Por Rodolfo Cavagnaro - Especial para Los Andes
Soy de la generación que conoció y usó el ferrocarril. Y debo decir que mis recuerdos son muy lindos. Salvo el tramo final, posterior a la hiperinflación, donde el deterioro llegó a niveles tales que no se sabía a qué hora se salía ni a qué hora se llegaba, puedo contar miles de anécdotas en viajes cortos y largos.
Por razones de trabajo pude conocer casi todo el país y ver la importancia que tuvo el ferrocarril en el nacimiento de pueblos y ciudades, algunos de los cuales luego fueron despoblándose cuando comenzó el desguace en la época de Martínez de Hoz.
Pero también la modernidad les jugó una mala pasada. En algunos pueblos de la provincia de Buenos Aires me contaban que lo que los mató fue el asfalto de las rutas, que acercó distancias y movilizó a muchas personas a mudarse a ciudades más grandes.
Cuando finalmente se decidió su privatización (que no fue tal sino que se entregaron en concesión ya que las vías y estaciones siguieron perteneciendo al Estado nacional) ya se decía que perdían 1 millón de dólares por día y, en un país fundido, todos aplaudieron la entrega a privados que los hicieran más eficientes.
Pero no lo fueron porque las privatizaciones no fueron eficientes, el Estado siguió subsidiando a privados que no invirtieron ni recuperaron el servicio.
Este tipo de transporte, que fue fundamental en la época del desarrollo del sector agroexportador y en la colonización de muchas provincias, fue cayendo por ineficiencia, por el manejo político y por la confusión entre los objetivos empresarios y los roles políticos.

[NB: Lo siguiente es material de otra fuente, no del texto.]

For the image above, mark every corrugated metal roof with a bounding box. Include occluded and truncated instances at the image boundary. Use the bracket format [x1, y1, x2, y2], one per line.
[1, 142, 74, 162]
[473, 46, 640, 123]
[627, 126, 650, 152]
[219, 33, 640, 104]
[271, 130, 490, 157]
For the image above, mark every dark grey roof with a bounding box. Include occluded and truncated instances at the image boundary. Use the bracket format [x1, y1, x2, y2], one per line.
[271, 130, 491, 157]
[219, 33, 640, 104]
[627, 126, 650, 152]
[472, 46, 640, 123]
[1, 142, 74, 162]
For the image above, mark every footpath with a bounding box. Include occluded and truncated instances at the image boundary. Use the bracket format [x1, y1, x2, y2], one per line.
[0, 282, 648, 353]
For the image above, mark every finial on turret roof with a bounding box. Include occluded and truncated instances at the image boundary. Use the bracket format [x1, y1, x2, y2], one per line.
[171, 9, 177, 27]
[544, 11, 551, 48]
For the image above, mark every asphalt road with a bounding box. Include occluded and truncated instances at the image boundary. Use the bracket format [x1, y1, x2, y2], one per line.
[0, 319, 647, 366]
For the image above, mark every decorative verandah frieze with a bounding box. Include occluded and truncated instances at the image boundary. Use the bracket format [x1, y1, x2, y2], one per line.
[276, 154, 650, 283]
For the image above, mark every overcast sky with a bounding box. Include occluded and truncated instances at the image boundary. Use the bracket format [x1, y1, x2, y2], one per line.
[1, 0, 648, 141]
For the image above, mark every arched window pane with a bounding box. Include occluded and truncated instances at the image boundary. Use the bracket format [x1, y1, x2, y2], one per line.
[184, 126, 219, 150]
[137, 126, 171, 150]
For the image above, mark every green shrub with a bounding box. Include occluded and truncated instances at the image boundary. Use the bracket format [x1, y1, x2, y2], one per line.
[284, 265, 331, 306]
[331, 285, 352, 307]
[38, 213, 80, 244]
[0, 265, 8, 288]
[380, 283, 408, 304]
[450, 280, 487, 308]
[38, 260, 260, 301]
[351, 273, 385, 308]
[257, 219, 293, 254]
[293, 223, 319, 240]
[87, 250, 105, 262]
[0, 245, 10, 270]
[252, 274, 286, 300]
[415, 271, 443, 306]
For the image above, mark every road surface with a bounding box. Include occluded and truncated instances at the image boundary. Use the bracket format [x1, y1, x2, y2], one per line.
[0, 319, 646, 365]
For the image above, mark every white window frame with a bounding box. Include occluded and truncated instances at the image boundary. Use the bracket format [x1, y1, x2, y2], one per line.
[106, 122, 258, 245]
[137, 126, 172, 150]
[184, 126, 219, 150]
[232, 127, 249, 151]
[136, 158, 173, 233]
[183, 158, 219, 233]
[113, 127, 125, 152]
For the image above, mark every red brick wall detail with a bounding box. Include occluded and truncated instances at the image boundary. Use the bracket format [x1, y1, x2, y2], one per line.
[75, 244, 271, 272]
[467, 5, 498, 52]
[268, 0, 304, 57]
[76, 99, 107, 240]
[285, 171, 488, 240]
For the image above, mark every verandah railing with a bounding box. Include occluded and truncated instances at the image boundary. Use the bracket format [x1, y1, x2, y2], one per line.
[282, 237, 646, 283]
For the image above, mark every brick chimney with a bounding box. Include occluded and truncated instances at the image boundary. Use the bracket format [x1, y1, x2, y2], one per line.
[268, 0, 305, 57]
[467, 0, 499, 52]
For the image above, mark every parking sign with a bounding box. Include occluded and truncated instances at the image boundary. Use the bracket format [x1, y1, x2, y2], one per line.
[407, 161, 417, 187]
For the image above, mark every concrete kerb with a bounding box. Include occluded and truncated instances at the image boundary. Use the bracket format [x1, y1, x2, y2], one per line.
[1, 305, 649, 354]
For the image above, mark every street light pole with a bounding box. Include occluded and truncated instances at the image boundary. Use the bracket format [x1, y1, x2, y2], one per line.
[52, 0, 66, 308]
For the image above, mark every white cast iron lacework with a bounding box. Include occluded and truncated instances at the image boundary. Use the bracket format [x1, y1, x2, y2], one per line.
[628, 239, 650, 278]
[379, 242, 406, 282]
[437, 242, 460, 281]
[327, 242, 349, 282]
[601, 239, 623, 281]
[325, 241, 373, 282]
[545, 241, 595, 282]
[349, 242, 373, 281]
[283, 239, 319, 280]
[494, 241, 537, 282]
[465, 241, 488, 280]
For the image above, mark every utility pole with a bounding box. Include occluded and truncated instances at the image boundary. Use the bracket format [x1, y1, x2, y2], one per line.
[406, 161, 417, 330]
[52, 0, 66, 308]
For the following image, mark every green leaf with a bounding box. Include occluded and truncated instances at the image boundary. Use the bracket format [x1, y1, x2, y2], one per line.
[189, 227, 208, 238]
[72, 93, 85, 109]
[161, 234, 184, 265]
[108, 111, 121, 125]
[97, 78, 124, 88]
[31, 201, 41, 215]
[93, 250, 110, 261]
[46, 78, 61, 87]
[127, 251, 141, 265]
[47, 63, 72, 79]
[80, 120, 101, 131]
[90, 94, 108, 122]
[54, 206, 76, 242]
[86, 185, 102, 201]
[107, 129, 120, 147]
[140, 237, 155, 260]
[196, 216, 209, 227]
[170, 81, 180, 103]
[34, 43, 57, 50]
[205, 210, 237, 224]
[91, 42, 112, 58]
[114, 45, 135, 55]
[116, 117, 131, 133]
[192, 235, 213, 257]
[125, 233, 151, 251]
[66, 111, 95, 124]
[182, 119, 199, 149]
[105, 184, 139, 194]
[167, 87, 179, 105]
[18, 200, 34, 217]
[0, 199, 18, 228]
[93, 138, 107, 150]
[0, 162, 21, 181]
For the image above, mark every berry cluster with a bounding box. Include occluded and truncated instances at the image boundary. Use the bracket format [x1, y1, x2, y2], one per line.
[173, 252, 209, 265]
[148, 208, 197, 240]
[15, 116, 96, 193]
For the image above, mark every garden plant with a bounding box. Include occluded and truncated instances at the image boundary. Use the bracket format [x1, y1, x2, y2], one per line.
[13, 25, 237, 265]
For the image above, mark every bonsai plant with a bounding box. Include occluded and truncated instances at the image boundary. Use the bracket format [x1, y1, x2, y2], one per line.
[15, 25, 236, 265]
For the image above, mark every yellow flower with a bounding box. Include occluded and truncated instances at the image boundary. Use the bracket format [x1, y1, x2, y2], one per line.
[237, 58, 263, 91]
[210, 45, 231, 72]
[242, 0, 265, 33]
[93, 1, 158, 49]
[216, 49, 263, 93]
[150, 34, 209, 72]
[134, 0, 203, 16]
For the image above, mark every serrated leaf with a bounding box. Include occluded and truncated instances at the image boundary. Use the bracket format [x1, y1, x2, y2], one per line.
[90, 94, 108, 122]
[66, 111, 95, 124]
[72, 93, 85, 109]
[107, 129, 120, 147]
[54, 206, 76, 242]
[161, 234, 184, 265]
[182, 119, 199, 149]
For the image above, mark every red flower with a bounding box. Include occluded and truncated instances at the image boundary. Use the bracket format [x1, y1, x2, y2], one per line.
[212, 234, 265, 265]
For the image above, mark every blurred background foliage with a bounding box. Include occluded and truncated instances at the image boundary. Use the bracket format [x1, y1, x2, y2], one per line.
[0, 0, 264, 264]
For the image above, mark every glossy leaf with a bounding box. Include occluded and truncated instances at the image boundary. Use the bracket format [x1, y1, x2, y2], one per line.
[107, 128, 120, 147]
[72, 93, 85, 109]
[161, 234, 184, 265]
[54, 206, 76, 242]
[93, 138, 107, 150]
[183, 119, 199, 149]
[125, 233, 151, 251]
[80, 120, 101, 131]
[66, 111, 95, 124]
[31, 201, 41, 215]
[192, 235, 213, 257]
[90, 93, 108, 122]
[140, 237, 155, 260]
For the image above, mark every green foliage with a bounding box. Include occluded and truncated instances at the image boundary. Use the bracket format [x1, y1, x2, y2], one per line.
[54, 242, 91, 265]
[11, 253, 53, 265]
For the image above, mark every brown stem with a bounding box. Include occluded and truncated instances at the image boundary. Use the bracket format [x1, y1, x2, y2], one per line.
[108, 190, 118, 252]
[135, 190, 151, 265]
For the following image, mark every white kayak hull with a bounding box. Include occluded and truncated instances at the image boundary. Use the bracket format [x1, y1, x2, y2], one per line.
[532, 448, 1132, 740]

En un país con distancias tan grandes como la Argentina, el ferrocarril puede y debe cumplir un rol muy importante para movilizar personas y producciones, algo que hoy se hace en rutas sobrecargadas de camiones y autos, con gran cantidad de accidentes y serios riesgos ambientales.
La aprobación de la ley que vuelve a la esfera del Estado nacional, apoyada por la mayoría de los bloques parlamentarios, recoge una demanda social creciente, pero envuelve un gran desafío: hacer una empresa eficiente para que brinde los mejores servicios a los usuarios sin llenarlo de subsidios ni superpoblar de empleados y punteros políticos sus plantas de personal.
Las nuevas tecnologías exigen altos niveles de profesionalismo de parte de todos los niveles, tanto de ejecutivos como de empleados. No puede
volver a nacer un ferrocarril viejo, tiene que nacer uno moderno. No hacen falta trenes bala, sino unidades que acorten distancias a velocidades razonables con altos niveles de seguridad y confiabilidad, respetando una ecuación económica que sea eficiente y transparente.
No se puede volver a hacer ideologismo con los trenes. Es momento de corregir errores del pasado, donde fracasaron en manos del Estado y también fracasaron en manos privadas.
Los argentinos, en general, están contentos, pero tienen grandes expectativas. Los argentinos no quieren trenes estatales o privados, no quieren trenes de derecha o de izquierda. Solo quieren trenes eficientes donde no haya corrupción y exista la mejor calidad de servicio.
Esto solo será posible si la empresa nace con concepción empresaria, tanto en la gestión del negocio (porque es un negocio) que debe competir en igualdad de condiciones con el transporte terrestre y en calidad de servicios con el aéreo, como en la profesionalización de sus capital humano, que debe estar alejado del clientelismo político.
Si lo conseguimos, habremos corregido una página triste de la historia para mirar el futuro con mejores perspectivas.